Chronic post-surgical pain is a growing problem as the population ages and more surgeries are done. It can occur after any type of surgery but is particularly common after lung, hernia and breast surgery. Each year there are 320 million people having surgery around the world, including more than 2 million in Australia, and chronic pain occurs in 10% of cases.
It typically begins as acute postoperative pain that is difficult to control, and develops into a persistent pain condition with features that are unresponsive to opioids. In response to this pain, clinicians often prescribe higher levels of opioids, but this can lead to tolerance and opioid-induced hyperalgesia (a counterintuitive increase in pain in line with increased opioid consumption), creating a cycle of increased pain and increased opioid use where pain remains poorly managed.
“Providing opioids for surgical patients presents a particularly challenging problem requiring clinicians to balance managing acute pain, and minimising the risks of persistent opioid use after surgery,” says Series lead Professor Myles Head of Monash University’s Department of Anaesthesia and Perioperative Medicine.
“Over the past decade there has been an increasing reliance on strong opioids to treat acute and chronic pain, which has been associated with a rising epidemic of prescription opioid misuse, abuse, and overdose-related deaths.”

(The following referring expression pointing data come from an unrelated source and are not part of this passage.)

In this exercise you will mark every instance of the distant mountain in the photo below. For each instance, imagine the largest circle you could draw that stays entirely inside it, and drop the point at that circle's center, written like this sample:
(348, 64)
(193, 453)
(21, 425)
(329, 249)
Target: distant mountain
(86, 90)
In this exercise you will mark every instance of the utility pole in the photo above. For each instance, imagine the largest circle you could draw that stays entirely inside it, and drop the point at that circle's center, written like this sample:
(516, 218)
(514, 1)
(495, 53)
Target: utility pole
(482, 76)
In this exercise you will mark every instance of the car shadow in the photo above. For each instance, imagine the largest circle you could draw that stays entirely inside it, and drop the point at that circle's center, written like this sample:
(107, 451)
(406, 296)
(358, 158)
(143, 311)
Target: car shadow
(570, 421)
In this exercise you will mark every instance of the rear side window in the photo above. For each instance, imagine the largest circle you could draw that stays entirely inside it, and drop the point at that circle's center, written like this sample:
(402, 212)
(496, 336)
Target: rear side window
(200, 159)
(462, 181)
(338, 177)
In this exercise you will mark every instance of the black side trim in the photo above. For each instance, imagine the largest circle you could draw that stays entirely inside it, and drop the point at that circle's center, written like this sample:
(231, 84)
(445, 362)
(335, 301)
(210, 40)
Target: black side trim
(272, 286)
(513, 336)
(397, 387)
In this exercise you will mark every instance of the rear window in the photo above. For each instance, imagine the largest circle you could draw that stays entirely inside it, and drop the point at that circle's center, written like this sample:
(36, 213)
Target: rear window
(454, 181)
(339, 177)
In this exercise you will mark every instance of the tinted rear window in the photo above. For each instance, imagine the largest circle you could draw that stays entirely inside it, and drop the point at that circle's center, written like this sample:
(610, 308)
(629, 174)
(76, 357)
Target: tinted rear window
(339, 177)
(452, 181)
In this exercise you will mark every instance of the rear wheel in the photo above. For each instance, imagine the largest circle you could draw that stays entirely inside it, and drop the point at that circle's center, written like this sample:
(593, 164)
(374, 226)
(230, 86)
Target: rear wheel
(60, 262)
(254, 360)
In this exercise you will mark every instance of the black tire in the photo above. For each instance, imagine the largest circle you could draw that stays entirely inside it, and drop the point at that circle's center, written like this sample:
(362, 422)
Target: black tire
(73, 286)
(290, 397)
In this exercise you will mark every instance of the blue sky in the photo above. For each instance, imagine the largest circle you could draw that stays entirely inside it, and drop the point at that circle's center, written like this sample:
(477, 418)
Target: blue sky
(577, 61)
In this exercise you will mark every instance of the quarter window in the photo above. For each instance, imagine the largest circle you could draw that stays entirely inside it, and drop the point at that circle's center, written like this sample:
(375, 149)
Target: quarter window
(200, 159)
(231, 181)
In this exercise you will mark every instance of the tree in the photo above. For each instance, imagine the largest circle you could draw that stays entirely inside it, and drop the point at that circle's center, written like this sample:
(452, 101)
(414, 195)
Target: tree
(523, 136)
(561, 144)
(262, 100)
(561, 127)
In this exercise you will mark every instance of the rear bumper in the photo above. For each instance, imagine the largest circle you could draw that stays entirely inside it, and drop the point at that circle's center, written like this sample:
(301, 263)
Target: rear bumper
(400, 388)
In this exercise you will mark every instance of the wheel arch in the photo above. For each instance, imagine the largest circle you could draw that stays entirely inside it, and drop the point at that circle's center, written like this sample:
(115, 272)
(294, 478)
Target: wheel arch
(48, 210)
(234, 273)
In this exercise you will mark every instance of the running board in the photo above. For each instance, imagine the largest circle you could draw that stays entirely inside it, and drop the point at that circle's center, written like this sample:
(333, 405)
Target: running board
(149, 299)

The authors argue that - to reduce the increased risk of opioid misuse for surgery patients there need to be a comprehensive and urgent approach to:
- reducing opioid prescriptions
- increasing the use of alternative medications
- reducing leftover opioids in the home and educating patients and clinicians about the risks and benefits of opioids
Professor Myles in particular called on better training for medical students in the management of postoperative pain. “Too often GPs and specialists either dismiss long term pain following surgery or simply provide the patients with more painkillers, with no plan to ween the patient off opioids,” he said. This year, under Professor Myles’ direction, a lecture to all final year medical students that “takes them through their basic pharmacology that they learnt in their first year through to issues like opioid tolerance and addiction.” The course is aims to teach medical students specifically about pain management and the correct use of opioids like fentanyl.
One of the papers in The Lancet, Professor Lesley Colvin from the University of Dundee, reveals that high doses of opioids after surgery can actually produce what is known as opioid induced hyperalgesia, whereby the pain pathways become hyper-sensitive to pain medication, so that the pain increases in response to pain-killers – leading to taking further pain killers, continuing the cycle.
Professor Myles, who was commissioned to write this series by The Lancet 18 months ago, is planning to conduct a clinical trial of 4000 Australian women who have surgery for breast cancer. This group has a particularly high rate of post-surgical pain becoming chronic. He is hoping to study the transitioning phase from acute post-surgical to chronic pain, with a view to reducing opioid use.